传统的循环或卷积神经网络在建模文本长程依赖方面都存在一定的局限性。对于前者，编码在隐藏状态中的序列早期的上下文信息会随着序列长度的增加被逐渐遗忘。同时编码效率方面仍存在很大的不足之处；对于后者，如果要对长距离依赖进行描述，需要多层卷积操作，而且不同层之间信息传递也可能有损失，这些都限制了模型的能力。

于是乎，谷歌的研究人员在 2017 年提出了一种新的模型 Transformer，带来了一篇经典的论文：Attention Is All You Need ^[1]。

Transformer 在原论文中第一次提出就是将其应用到机器翻译领域，它的出现使得机器翻译的性能和效率迈向了一个新的阶段。它通过注意力机制完成对源语言序列和目标语言序列全局依赖的建模。在抽取每个单词的上下文特征时，Transformer 通过自注意力机制（self-attention）衡量上下文中每一个单词对当前单词的重要程度。在这个过程当中没有任何的循环单元参与计算。这种高度可并行化的编码过程使得模型的运行变得十分高效。

Transformer 的主要组件包括编码器(Encoder)、解码器(Decoder)和注意力层。其核心是利用多头自注意力机制（Multi-Head Self-Attention），使每个位置的表示不仅依赖于当前位置，还能够直接获取其他位置的表示。
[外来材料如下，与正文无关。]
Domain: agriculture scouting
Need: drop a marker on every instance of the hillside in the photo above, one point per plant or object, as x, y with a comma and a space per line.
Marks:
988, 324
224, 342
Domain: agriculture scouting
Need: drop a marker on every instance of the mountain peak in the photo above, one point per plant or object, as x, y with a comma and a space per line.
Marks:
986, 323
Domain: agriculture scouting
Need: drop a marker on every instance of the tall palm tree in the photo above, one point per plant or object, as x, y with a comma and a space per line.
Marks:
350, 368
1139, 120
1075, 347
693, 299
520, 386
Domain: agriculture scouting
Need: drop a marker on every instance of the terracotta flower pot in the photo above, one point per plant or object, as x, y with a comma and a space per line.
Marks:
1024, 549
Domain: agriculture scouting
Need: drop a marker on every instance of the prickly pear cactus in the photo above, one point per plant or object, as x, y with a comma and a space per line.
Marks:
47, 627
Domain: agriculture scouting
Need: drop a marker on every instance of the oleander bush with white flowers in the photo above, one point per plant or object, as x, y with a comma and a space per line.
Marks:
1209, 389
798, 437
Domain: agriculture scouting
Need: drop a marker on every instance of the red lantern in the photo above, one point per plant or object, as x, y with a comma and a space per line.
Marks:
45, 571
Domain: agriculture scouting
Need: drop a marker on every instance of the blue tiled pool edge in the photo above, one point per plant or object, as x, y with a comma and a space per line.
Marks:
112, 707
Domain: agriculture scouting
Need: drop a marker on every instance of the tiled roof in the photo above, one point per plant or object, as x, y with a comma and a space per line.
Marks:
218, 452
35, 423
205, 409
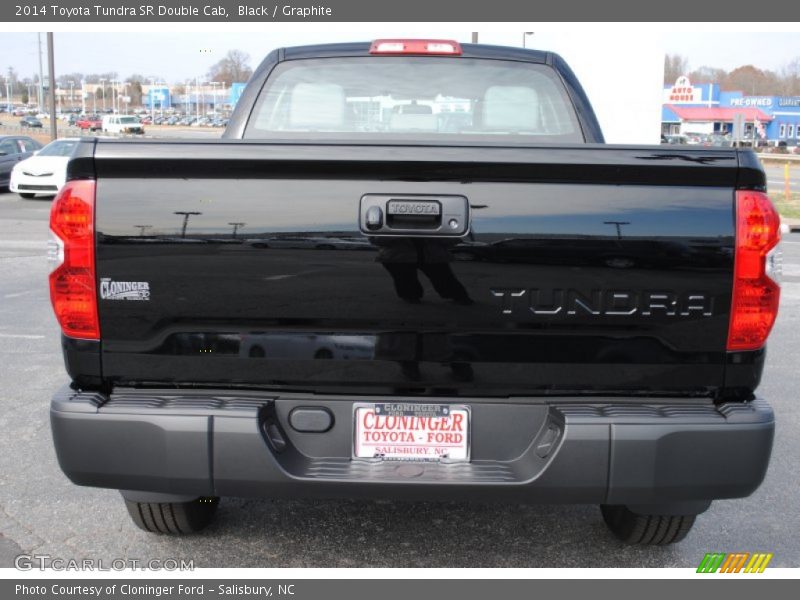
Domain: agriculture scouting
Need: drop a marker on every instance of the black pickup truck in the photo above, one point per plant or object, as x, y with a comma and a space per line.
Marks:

Transformer 的编码器主要涉及到如下几个模块：

一、嵌入表示层

输入嵌入层可以将每个单词转换为其相对应的向量表示。而在送入编码器端建模其上下文语义之前，一个非常重要的操作是在词嵌入中加入位置编码这一特征。在训练的过程当中，模型会自动地学习到如何利用这部分位置信息。为了得到不同位置对应的编码，Transformer 模型使用不同频率的正余弦函数如下所示：

P E_{(p o s, 2 i)} = \sin (\frac{p o s}{10000^{\frac{2 i}{d}}}), P E_{(p o s, 2 i + 1)} = \cos (\frac{p o s}{10000^{\frac{2 i}{d}}})
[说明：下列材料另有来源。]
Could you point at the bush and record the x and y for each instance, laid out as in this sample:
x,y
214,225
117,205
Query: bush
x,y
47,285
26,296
其中， $p o s$ 表示单词所在位置。 $2 i$ 和 $2 i + 1$ 表示位置编码向量中的对应维度， $d$ 则对应位置编码的总维度。

为什么要这么计算呢？首先，正余弦函数的范围是在 $[- 1, + 1]$ ，导出的位置编码与原词嵌入相加不会使得结果偏离过远而破坏原有单词的语义信息。其次，依据三角函数的基本性质，可以得知第 $p o s + k$ 个位置的编码是第 $p o s$ 个位置的编码的线性组合，这就意味着位置编码中蕴含着单词之间的距离信息。

二、注意力层

对于给定的输入表示 ${x_{i} \in R^{d}}_{i = 1}^{t}$ ，为了实现对上下文语义依赖的建模，进一步引入在自注意力机制中涉及到的三个元素：查询 $q_{i} (Q u e r y)$ ，键 $k_{i} (K e y)$ ，值 $v_{i} (V a l u e)$ 。在编码输入序列中每一个单词的表示的过程中，这三个元素用于计算上下文单词所对应的权重得分。直观地说，这些权重反映了在编码当前单词的表示时，对于上下文不同部分所需要的关注程度。

三、前馈层

前馈层接受自注意力子层的输出作为输入，并通过一个带有 Relu 激活函数的两层全连接网络对输入进行更加复杂的非线性变换。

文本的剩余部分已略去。